Alejandro Marmolejo Hernández, illustre orafo sivigliano, ha iniziato insieme al fratello come apprendista presso il Taller de Orfebrería Marmolejo, guidato da suo padre e maestro, l’orafo Fernando Marmolejo Camargo. Il laboratorio di oreficeria Marmolejo nasce nel 1947 e, gradualmente, si afferma nel settore dell'oreficeria religiosa e civile, ricevendo numerose commissioni non solo da Siviglia, ma da tutta l'Andalusia e la Spagna.

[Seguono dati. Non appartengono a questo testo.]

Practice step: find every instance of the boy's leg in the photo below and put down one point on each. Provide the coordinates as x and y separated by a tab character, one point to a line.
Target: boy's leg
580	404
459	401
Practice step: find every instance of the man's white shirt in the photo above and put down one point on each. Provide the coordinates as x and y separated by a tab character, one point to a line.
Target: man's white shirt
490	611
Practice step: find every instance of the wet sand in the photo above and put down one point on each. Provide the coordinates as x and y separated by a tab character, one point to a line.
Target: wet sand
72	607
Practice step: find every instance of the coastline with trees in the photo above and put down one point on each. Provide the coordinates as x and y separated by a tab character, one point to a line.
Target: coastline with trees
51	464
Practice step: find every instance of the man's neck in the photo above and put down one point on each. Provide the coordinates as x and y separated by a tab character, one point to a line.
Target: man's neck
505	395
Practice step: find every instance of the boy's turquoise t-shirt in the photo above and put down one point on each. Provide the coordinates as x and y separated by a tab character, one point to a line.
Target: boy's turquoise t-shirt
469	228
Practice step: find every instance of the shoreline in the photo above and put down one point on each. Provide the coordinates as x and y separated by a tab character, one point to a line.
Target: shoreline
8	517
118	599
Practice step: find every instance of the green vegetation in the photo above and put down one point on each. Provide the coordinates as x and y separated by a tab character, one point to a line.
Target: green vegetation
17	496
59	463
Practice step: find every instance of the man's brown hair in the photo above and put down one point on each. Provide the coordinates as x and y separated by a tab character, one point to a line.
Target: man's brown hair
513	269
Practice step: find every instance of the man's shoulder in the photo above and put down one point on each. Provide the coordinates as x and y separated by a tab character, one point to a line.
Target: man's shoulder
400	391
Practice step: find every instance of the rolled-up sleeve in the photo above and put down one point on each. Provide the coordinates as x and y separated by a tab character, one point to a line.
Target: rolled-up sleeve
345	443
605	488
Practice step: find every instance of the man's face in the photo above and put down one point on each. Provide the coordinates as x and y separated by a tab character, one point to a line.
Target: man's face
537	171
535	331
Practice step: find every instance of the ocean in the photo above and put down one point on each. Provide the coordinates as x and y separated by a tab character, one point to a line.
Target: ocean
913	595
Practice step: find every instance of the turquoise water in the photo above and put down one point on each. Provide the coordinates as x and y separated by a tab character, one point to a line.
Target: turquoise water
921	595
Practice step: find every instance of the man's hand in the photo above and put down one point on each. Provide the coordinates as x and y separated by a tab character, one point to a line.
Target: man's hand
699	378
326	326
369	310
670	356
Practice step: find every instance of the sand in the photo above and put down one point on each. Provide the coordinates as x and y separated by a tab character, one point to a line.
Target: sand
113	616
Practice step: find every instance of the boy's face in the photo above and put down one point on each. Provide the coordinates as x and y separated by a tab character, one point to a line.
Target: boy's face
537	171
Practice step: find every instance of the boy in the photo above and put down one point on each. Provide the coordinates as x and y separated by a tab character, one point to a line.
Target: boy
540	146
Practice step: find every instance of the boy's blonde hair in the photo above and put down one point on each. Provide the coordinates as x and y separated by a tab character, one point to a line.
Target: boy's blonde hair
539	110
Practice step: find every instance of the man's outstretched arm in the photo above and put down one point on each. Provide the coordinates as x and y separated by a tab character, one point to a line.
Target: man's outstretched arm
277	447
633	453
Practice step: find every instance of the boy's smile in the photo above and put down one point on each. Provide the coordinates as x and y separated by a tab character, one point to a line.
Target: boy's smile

Il suo prestigio ha portato l’orafo anche a realizzare le riproduzioni del Tesoro del Carambolo di Siviglia, di quello di Guarrazar a Toledo, della spada di Boabdil e del tesoro preispanico dei Quimbaya. Alejandro, diplomato in Arti Applicate (metallisteria artistica e disegno artistico), unisce il suo lavoro di orafo e disegnatore del laboratorio alla trasmissione del sapere, tenendo corsi di metallisteria organizzati dalla Fondazione ONCE e dall’Ospedale Virgen del Rocío.
Ilario Fucci è un giovane artigiano napoletano, cresciuto immerso nella tradizione orafa della città. Nel 2012 consegue il diploma presso l’Istituto d’Arte Filippo Palizzi di Napoli, indirizzo Oro e Metalli, dove affina competenze tecniche e visione progettuale. Già dal terzo anno di studi intraprende un percorso formativo concreto accanto al padre, orafo, entrando in bottega come apprendista.
Nel 2013 Fucci fonda Fuil, brand di gioielli interamente realizzati a mano che coinvolge giovani artigiani e valorizza il lavoro manuale come forma di espressione artistica e identitaria. Oggi è Amministratore Unico di FUIL Srl, realtà che rappresenta l’evoluzione naturale del suo progetto iniziale. Il suo lavoro si distingue per la capacità di trasformare emozioni, legami e storie personali in forme tangibili, mantenendo vivo il dialogo tra tradizione orafa napoletana e linguaggi contemporanei.